Implementation of the vote-catching decision, finalised by the Union Cabinet Monday, will require deft political maneuvering.
New Delhi: If things go according to plan, the Narendra Modi government will introduce a bill – a Constitution amendment bill – on Tuesday, the last day of the ongoing Parliament session, to provide for 10 per cent reservation in jobs to economically weaker sections among the general category citizens.
The implementation of this vote-catching decision, finalised by the Union Cabinet Monday, will require deft political maneuvering: it requires two-thirds support in both houses of Parliament as well that of one half of the state legislatures.
The move is clearly aimed at bringing back the disgruntled upper caste voters into the BJP fold, but it has the potential to further alienate the marginalised sections, particularly the OBCs. The latter have been demanding reservations in education and jobs. The move also signals that the BJP is now unsure of the support of the Scheduled Castes and Scheduled Tribes.
The fine-print of how the Modi government intends to clear the hurdles in making the weaker sections among the upper castes happy is still unclear but the move raises several questions.
Is it constitutionally permissible?
No, not under the existing scheme. The amendment will have to pass the test of the law laid down by the Supreme Court in various judgments, particularly the Indra Sawhney case, where a Constitution bench ruled that reservations couldn’t go beyond 50 per cent.
The caveat was that the rule could be relaxed in favour of people from far-flung and remote areas because of their peculiar conditions but only on the basis of quantifiable data.
The highest court of the land has held, repeatedly, that reservations are meant only for the upliftment of the “socially and economically backwards” sections of society. While financial backwardness can be one of the reasons for granting reservations, it can’t be the sole criteria.
More importantly, Indra Sawhney had held 10 per cent reservation to economically backward people of general category as unconstitutional.
What’s the process once government introduces amendment bill?
The government can introduce a bill to amend Articles 15 and 16 of the Constitution in the Lok Sabha or Rajya Sabha tomorrow. The bill will have to be passed by a two-thirds majority of the members present and voting in each House, with at least one-half of the members present and voting.
Once passed by both Houses with the required majority, the bill will then be sent to the states where it will have to ratified by at least one-half of the state legislatures by a two-thirds majority. There is no time limit on how long the states can take to do this.

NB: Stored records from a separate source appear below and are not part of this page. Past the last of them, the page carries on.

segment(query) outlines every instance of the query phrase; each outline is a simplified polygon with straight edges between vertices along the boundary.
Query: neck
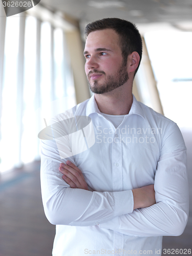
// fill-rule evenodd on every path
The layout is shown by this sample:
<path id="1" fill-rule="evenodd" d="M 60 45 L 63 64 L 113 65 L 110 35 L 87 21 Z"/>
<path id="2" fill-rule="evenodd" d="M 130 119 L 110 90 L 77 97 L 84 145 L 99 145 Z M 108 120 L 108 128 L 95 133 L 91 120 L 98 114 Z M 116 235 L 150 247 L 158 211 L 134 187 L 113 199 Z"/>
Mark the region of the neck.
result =
<path id="1" fill-rule="evenodd" d="M 123 84 L 109 93 L 95 94 L 95 98 L 101 113 L 113 115 L 127 115 L 133 102 L 132 87 Z"/>

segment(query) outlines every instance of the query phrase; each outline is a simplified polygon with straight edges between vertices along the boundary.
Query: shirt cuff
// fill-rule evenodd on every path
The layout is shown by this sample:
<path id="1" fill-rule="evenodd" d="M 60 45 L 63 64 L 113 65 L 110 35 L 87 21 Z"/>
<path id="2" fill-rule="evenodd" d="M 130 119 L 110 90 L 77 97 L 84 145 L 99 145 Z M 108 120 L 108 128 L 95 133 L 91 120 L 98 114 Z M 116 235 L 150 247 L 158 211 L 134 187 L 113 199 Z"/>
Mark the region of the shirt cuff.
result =
<path id="1" fill-rule="evenodd" d="M 114 218 L 112 220 L 99 224 L 100 228 L 105 228 L 106 229 L 111 229 L 112 230 L 119 231 L 119 217 Z"/>
<path id="2" fill-rule="evenodd" d="M 134 203 L 132 190 L 113 192 L 113 195 L 115 199 L 114 217 L 133 212 Z"/>

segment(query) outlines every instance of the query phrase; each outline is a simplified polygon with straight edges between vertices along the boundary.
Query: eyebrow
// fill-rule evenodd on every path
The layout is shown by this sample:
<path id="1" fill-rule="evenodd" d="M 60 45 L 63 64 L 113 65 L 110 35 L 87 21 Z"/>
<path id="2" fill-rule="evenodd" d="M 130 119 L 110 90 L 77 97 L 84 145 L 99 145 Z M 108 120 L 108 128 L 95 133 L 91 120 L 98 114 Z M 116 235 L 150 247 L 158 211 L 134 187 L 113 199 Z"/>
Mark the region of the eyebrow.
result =
<path id="1" fill-rule="evenodd" d="M 101 51 L 111 51 L 112 50 L 110 50 L 110 49 L 108 49 L 106 48 L 97 48 L 95 50 L 95 52 L 100 52 Z M 88 52 L 87 51 L 85 51 L 84 52 L 83 52 L 83 54 L 87 54 L 88 53 L 89 53 L 89 52 Z"/>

Can amendments be challenged at any stage?
Yes, theoretically, the amendments can be challenged in the Supreme Court or any high court at any stage. But the courts normally intervene only after the cause of action has arisen, which, in this case, would mean the bill having been passed and received President’s assent.
Who will be covered by the amended law?
A great deal will depend upon the fine-print. Sources in the government told ThePrint that the government intends to classify a person as economically-weak if his/her annual income is less than Rs 8 lakh; he/she own agricultural land of less than five hectares; he/she has a house smaller than 1,000 square feet, he/she owns residential plots below 109 yards in notified municipalities or below 209 yards in non-municipality areas.
Will the new reservation be caste-based?
No. Members of all upper castes, who fulfil the criteria of being economically weaker, will be entitled to jobs under the new reservation rules. The government will also have to include a clause in the amendment bill to increase the cap in the reservation pie from the current 50 per cent to 60 per cent.
Is this the first time such a move is being considered?
No. The P.V. Narasimha Rao government issued an office memorandum (OM) on 25 September 1991, to enable the poorer sections to receive the benefits of reservation on a preferential basis and to provide reservation for other economically backward sections of the people not covered by any of the existing schemes of reservation.
However, the Supreme Court declared the OM was “unenforceable”.
The bench also ruled that “identification of a group or collectivity by any criteria other than caste, such as, occupation-cum-social-cum-educational-cum-economic criteria ending in caste may not be invalid”.
The same bench also allowed the State to provide for reservation on the basis of “economic backwardness” if the state was able to find a mechanism to ascertain inadequacy of representation of such class”.